Newport News Shipbuilding division to install its first metal 3D Printed part to the U.S. Navy
Newport News Shipbuilding division has successfully achieved the additive manufacturing of components for nuclear-powered warships –
Based on last year announcement, we know that this part could be 3D printed using 3D Systems’ ProX® DMP 320. Furthermore, NAVSEA validated the technical standards for 3-D printing last year, after extensive collaboration with the company and industry partners that involved the rigorous printing of test parts and materials, extensive development of an engineered test program, and publishing of the results.
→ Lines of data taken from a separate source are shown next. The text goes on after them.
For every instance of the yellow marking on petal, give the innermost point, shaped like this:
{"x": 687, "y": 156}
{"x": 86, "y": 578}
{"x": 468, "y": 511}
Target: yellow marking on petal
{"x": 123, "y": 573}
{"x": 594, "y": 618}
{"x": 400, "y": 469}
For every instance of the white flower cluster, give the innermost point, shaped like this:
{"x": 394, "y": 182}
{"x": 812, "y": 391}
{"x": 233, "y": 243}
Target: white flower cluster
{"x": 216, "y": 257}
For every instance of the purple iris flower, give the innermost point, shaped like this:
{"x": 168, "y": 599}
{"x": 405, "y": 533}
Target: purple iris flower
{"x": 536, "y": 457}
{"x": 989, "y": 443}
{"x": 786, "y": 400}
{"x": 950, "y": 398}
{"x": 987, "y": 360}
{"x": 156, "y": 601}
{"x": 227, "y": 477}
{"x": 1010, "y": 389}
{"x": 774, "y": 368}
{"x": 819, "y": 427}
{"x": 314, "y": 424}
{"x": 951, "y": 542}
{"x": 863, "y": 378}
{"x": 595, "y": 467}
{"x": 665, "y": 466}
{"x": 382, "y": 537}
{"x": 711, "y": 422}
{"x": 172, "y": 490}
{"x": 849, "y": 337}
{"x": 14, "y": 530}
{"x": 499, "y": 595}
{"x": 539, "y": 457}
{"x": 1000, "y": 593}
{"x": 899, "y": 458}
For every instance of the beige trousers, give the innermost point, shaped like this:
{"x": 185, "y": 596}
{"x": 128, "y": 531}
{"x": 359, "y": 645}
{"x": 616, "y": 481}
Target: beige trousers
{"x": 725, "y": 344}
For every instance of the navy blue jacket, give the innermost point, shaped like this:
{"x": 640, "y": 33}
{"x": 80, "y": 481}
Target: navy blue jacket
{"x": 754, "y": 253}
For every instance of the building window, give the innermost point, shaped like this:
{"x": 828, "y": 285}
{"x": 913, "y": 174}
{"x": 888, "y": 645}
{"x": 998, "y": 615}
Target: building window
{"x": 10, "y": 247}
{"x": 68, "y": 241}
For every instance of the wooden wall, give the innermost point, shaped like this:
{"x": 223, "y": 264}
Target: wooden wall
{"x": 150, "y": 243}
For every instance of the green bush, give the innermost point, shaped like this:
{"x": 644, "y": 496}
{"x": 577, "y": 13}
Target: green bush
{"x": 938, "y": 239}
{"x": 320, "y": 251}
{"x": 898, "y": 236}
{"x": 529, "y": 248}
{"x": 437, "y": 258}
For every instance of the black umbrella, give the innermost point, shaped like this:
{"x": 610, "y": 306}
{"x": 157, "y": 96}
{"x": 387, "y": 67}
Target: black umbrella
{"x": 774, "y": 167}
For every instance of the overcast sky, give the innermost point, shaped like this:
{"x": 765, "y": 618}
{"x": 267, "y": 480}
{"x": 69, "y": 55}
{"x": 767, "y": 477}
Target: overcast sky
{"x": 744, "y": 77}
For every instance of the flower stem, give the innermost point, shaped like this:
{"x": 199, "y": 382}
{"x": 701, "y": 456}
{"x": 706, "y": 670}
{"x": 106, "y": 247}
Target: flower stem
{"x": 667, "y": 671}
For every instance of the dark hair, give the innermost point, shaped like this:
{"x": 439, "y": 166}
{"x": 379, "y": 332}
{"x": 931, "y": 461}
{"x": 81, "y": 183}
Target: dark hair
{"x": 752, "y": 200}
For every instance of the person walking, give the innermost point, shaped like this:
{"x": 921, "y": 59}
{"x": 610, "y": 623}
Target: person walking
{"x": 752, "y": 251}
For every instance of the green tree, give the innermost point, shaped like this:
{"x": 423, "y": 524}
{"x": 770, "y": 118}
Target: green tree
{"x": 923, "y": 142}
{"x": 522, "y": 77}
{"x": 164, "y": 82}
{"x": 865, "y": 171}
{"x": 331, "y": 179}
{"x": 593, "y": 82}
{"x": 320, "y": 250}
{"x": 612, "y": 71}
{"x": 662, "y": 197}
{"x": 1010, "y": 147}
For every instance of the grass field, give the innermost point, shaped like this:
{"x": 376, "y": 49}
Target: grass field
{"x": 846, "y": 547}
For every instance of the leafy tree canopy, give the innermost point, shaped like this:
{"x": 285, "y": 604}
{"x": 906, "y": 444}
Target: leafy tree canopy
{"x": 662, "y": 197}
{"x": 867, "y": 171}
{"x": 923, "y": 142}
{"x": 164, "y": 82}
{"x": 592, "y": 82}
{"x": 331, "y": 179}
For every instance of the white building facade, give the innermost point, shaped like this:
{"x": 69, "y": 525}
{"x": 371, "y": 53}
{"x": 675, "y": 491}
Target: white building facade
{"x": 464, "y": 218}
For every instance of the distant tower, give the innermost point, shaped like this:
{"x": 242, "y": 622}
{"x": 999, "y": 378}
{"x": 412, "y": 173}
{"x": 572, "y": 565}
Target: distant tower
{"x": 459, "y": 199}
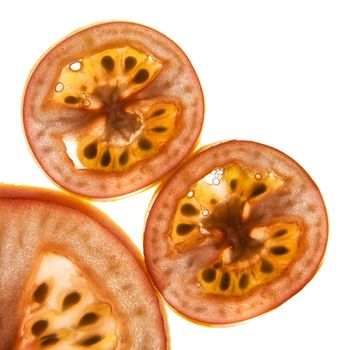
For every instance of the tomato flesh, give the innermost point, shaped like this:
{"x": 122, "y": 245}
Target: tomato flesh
{"x": 237, "y": 231}
{"x": 70, "y": 278}
{"x": 111, "y": 109}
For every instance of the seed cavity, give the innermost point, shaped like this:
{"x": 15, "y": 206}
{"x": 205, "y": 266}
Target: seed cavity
{"x": 159, "y": 129}
{"x": 107, "y": 63}
{"x": 184, "y": 229}
{"x": 279, "y": 250}
{"x": 145, "y": 144}
{"x": 72, "y": 100}
{"x": 280, "y": 233}
{"x": 89, "y": 318}
{"x": 233, "y": 185}
{"x": 217, "y": 265}
{"x": 129, "y": 63}
{"x": 59, "y": 87}
{"x": 39, "y": 327}
{"x": 40, "y": 293}
{"x": 225, "y": 281}
{"x": 91, "y": 341}
{"x": 105, "y": 159}
{"x": 189, "y": 210}
{"x": 209, "y": 275}
{"x": 90, "y": 151}
{"x": 124, "y": 157}
{"x": 244, "y": 281}
{"x": 141, "y": 76}
{"x": 266, "y": 266}
{"x": 70, "y": 300}
{"x": 158, "y": 112}
{"x": 50, "y": 339}
{"x": 258, "y": 190}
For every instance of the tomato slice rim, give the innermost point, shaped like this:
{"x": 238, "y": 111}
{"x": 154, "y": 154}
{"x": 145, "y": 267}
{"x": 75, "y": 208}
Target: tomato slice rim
{"x": 51, "y": 197}
{"x": 156, "y": 211}
{"x": 133, "y": 180}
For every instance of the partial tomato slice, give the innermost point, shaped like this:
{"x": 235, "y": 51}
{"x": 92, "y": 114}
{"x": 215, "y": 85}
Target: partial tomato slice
{"x": 70, "y": 279}
{"x": 234, "y": 233}
{"x": 111, "y": 109}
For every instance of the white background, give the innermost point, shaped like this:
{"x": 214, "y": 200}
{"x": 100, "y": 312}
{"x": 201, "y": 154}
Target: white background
{"x": 277, "y": 72}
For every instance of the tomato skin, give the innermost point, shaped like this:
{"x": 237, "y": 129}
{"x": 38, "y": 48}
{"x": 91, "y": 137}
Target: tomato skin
{"x": 167, "y": 267}
{"x": 24, "y": 199}
{"x": 44, "y": 123}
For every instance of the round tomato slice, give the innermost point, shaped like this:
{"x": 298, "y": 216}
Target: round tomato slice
{"x": 234, "y": 233}
{"x": 71, "y": 279}
{"x": 111, "y": 109}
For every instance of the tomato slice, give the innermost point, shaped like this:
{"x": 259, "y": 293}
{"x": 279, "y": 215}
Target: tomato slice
{"x": 234, "y": 233}
{"x": 71, "y": 279}
{"x": 111, "y": 109}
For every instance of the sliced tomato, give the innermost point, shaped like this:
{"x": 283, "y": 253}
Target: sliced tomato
{"x": 234, "y": 233}
{"x": 71, "y": 279}
{"x": 111, "y": 109}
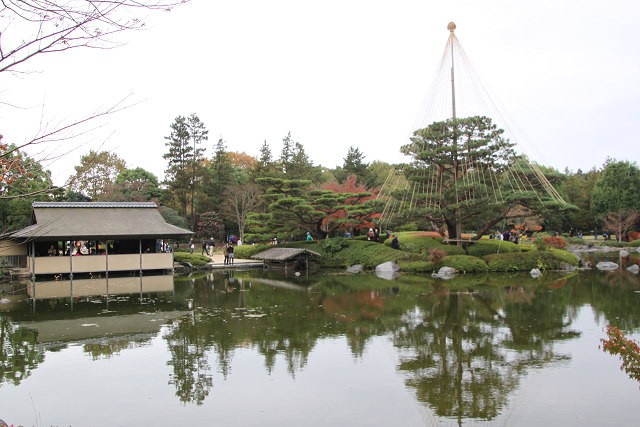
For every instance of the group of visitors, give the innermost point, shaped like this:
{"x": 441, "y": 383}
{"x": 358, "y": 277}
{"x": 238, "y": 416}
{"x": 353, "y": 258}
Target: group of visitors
{"x": 506, "y": 235}
{"x": 207, "y": 247}
{"x": 228, "y": 253}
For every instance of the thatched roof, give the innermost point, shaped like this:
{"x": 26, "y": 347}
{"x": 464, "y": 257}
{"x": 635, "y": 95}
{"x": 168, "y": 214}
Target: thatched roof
{"x": 51, "y": 221}
{"x": 283, "y": 254}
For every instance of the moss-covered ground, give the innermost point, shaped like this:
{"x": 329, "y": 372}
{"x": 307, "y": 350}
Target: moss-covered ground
{"x": 417, "y": 254}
The highly digitized process could lead to cost savings and reduced production schedules for naval ships.
The part was presented during a ceremony to Rear Adm. Lorin Selby, Naval Sea Systems Command’s chief engineer and deputy commander for ship design, integration, and naval engineering. The part—a piping assembly—will be installed on the aircraft carrier USS Harry S. Truman (CVN 75) and evaluated for a one-year period.
A milestone for shipbuilding processes
“We are pleased to have worked so closely with our Navy partners to get to the point where the first 3-D metal part will be installed on an aircraft carrier,” said Charles Southall, Newport News’ vice president of engineering and design. “It is also a significant step forward in our digital transformation of shipbuilding processes to increase efficiency, safety and affordability. This is an accomplishment we all should be proud of.”
Huntington Ingalls Industries is America’s largest military shipbuilding company and a provider of professional services to partners in government and industry. For more than a century, HII’s Newport News and Ingalls shipbuilding divisions in Virginia and Mississippi have built more ships in more ship classes than any other U.S. naval shipbuilder.